Y de la más célebre de aquellas óperas de don Gioachino —“El barbero de Sevilla”— el director invitado proporcionó el soplo para que creciera una llama de vitalidad y simpatía. La atinada obertura, atisbo de temas, muestrario del repertorio del bel canto, se desparramó para el placer de los escuchas. Los traviesos acordes nos trajeron al pícaro Fígaro —zurcidor de amores “listo para hacer de todo, de uno en otro lugar”— y al conde apasionado, la linda Rosina y su ambicioso tío. La ágil y colorida versión, llena de picardía, levantó un torrente de palmas.

Fantasía inglesa

“¿Por qué luchar contra el rencor de los gentiles?”. Tal reza el tercero de los salmos musicalizados por el inglés renacentista Thomas Tallis en 1567 para un obispo anglicano. Y cuatrocientos años más tarde, en la misma isla británica, el compositor Vaugham Willians, enamorado de la música isabelina (Gibbons, Byrd, Farnaby, Morley) tomó el tema de aquel salmo y facturó unas variaciones con el nombre liberador de “Fantasía”.

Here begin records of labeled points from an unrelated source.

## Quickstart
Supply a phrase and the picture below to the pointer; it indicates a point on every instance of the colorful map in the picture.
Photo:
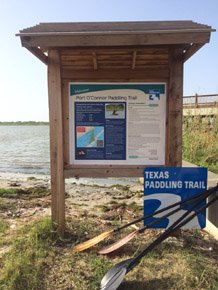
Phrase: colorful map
(90, 136)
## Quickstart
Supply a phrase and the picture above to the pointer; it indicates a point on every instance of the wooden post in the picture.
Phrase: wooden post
(56, 140)
(175, 107)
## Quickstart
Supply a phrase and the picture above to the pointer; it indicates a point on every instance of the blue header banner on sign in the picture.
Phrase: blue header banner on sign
(165, 186)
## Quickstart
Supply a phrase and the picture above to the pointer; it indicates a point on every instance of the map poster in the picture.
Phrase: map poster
(121, 124)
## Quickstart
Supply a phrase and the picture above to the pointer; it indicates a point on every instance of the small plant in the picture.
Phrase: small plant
(200, 144)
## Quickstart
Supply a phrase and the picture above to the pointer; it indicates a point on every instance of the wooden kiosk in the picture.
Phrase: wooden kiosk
(111, 53)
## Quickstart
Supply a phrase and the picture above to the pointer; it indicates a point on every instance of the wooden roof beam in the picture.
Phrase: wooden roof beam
(38, 53)
(193, 48)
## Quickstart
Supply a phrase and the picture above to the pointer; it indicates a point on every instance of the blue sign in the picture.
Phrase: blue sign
(165, 186)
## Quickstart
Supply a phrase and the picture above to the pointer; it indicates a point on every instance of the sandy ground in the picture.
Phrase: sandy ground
(81, 195)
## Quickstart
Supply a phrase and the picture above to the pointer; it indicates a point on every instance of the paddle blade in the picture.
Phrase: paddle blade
(118, 244)
(90, 243)
(114, 277)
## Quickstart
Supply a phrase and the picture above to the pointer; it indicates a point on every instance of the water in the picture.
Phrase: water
(24, 149)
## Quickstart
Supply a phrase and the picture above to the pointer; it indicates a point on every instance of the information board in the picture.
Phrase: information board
(165, 186)
(120, 124)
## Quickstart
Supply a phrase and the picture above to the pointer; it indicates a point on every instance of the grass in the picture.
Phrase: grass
(200, 144)
(27, 193)
(23, 264)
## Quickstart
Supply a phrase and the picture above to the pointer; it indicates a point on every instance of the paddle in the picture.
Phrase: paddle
(129, 237)
(94, 241)
(113, 278)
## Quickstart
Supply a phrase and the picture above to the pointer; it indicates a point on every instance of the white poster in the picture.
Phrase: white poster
(114, 123)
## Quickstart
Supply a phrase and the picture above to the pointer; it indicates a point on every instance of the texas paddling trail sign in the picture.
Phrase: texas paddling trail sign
(165, 186)
(117, 124)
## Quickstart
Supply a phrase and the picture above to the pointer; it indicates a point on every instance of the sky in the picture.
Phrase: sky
(23, 77)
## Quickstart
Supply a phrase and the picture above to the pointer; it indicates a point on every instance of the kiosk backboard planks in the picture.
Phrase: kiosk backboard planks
(126, 56)
(115, 123)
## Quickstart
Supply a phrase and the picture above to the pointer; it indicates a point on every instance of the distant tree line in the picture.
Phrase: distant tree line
(25, 123)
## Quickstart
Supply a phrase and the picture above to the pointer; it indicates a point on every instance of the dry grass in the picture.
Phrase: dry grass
(200, 144)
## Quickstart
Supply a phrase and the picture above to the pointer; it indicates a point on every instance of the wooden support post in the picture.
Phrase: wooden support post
(175, 107)
(56, 140)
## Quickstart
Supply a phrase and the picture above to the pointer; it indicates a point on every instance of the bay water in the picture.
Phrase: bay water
(25, 150)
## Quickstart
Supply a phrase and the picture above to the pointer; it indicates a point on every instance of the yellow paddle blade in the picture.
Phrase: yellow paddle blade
(88, 244)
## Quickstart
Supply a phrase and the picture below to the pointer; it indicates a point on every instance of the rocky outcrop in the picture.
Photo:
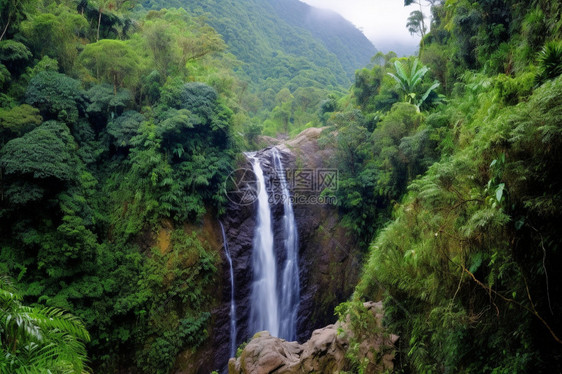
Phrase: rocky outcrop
(324, 352)
(329, 265)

La pieza —exclusiva para cuerdas— nos produce un efecto de reverencia, como si meditásemos en espacio sagrado, pues a partir de la armonización a nueve voces de Tallis, el maestro Williams trabaja con sonoridades de sobria intención, con acordes espaciados y acuciosa labor polifónica. Ansiosa plegaria que nos conduce por corredores de reflexión.

Las secciones se suceden como si intentaran responder al interrogante ¿por qué? del salmo original. Siluetas de un cuarteto remarcan la búsqueda. Al concluir, sin respuesta, nos abruma ese vacío de sentido que ensombrece a los filósofos. Recordamos unas líneas de John Donne: “Lenguaje, eres demasiado estrecho / y demasiado débil para consolarnos. / Si pudiésemos suspirar acentos / y llorar palabras”.

La “Pastoral”

La sexta de las sinfonías imaginadas por don Ludwig —en Fa mayor Op 68— forma un inevitable contraste con su antecesora, esa quinta seria, intensa y provocativa. En la sexta no hay desplantes ante el destino, arranques de orgullo, ventanas abiertas hacia el infinito.

Esta sinfonía, que nuestra orquesta nos dispensara con precisión de tiempo y justeza de matices, nace de ese fervor panteísta de Beethoven ante la naturaleza, ese encuentro con la divinidad que lograba al caminar por el bosque, escuchar los arroyos y el canto de las aves, percibir el silencio que ascendía del suelo hacia el éter.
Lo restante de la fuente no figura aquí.